The Centre for International and Regional Studies (CIRS) under Georgetown University in Qatar is celebrating its 10-year anniversary issuing a commemorative report that presents archival data on its research accomplishments for the past 10 years. Since its establishment in 2007, CIRS has sponsored and supported major cross-disciplinary research initiatives focused on the Gulf, the Middle East and Asia.
CIRS’s goal is to explore questions related to the Gulf region, the broader Middle East, and Asia through supporting original and theoretically informed research. CIRS, the premier research institute of Georgetown University in Qatar, is devoted to the academic study of regional and international issues through dialogue and exchange of ideas, research and scholarship, and engagement with national and international scholars, opinion makers, practitioners, and activists.
The centre sponsors major studies of regional and international significance by regularly identifying emerging socioeconomic and political trends, and developing research initiatives towards further focused scholarship. Over the past decade, the institute has published 29 books, 19 peer reviewed papers, and 32 summary reports across a broad range of topics, from food security in the Gulf to arts and cultural production in the GCC.

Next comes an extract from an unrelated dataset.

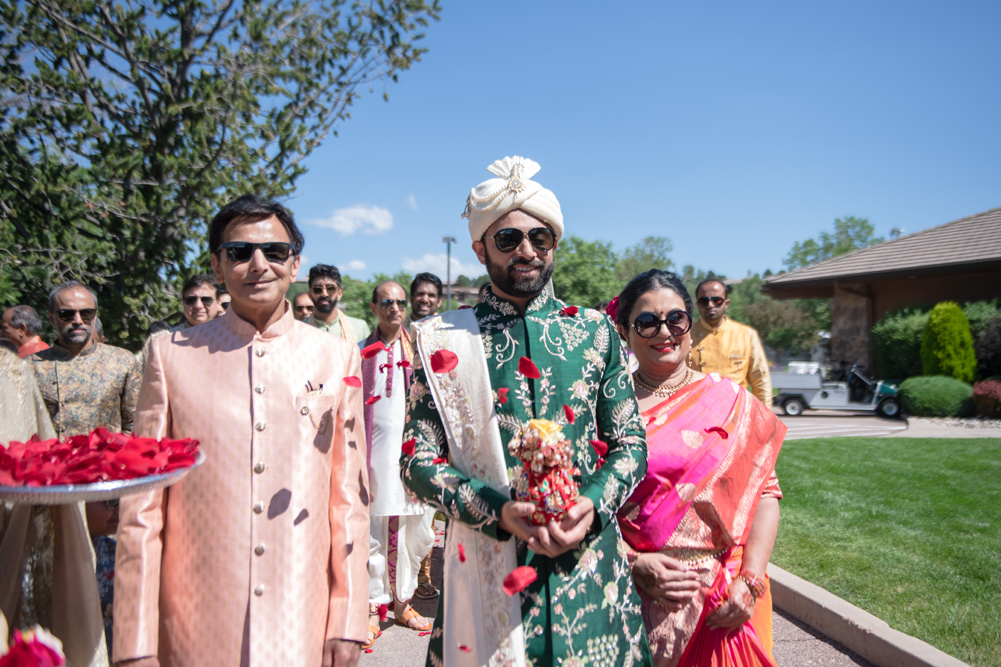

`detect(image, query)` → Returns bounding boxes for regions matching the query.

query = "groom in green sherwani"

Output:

Director of CIRS Dr Mehran Kamrava recalled the beginning of the centre with gratitude and appreciation on how it all started from humble beginnings. “It was a learning experience, because up until the early 2000s the Gulf region was not seen as an important and consequential area of research. I discovered how important and dynamic this region is in terms of developments and their repercussions elsewhere. I also learned what a blind spot it had been in terms of the broader study of the Middle East. We were fortunate to be able to fill a huge gap and to use our location, resources and our team as a basis of comparative advantage to that end.” 
CIRS has pioneered pushing the limits, expanding its foundation of contributors, bringing in unconventional participants. The centre invites practitioners or nonacademic guests, in addition to academic researchers, to take part in its discussions and study groups because “they agitate different parts of our brains and help us think differently,” says Dr Kamrava. 
“They are in contact with everyday issues and problems, and sometimes academics, myself included, can get so bogged down in abstractions and in footnotes. We need constant reminders of what is actually happening in the world outside in the realm of policy makers, journalism and practitioners so that we don’t get caught in an academic echo chamber and to make sure that the impact of the topic that we study can be magnified,”  he added.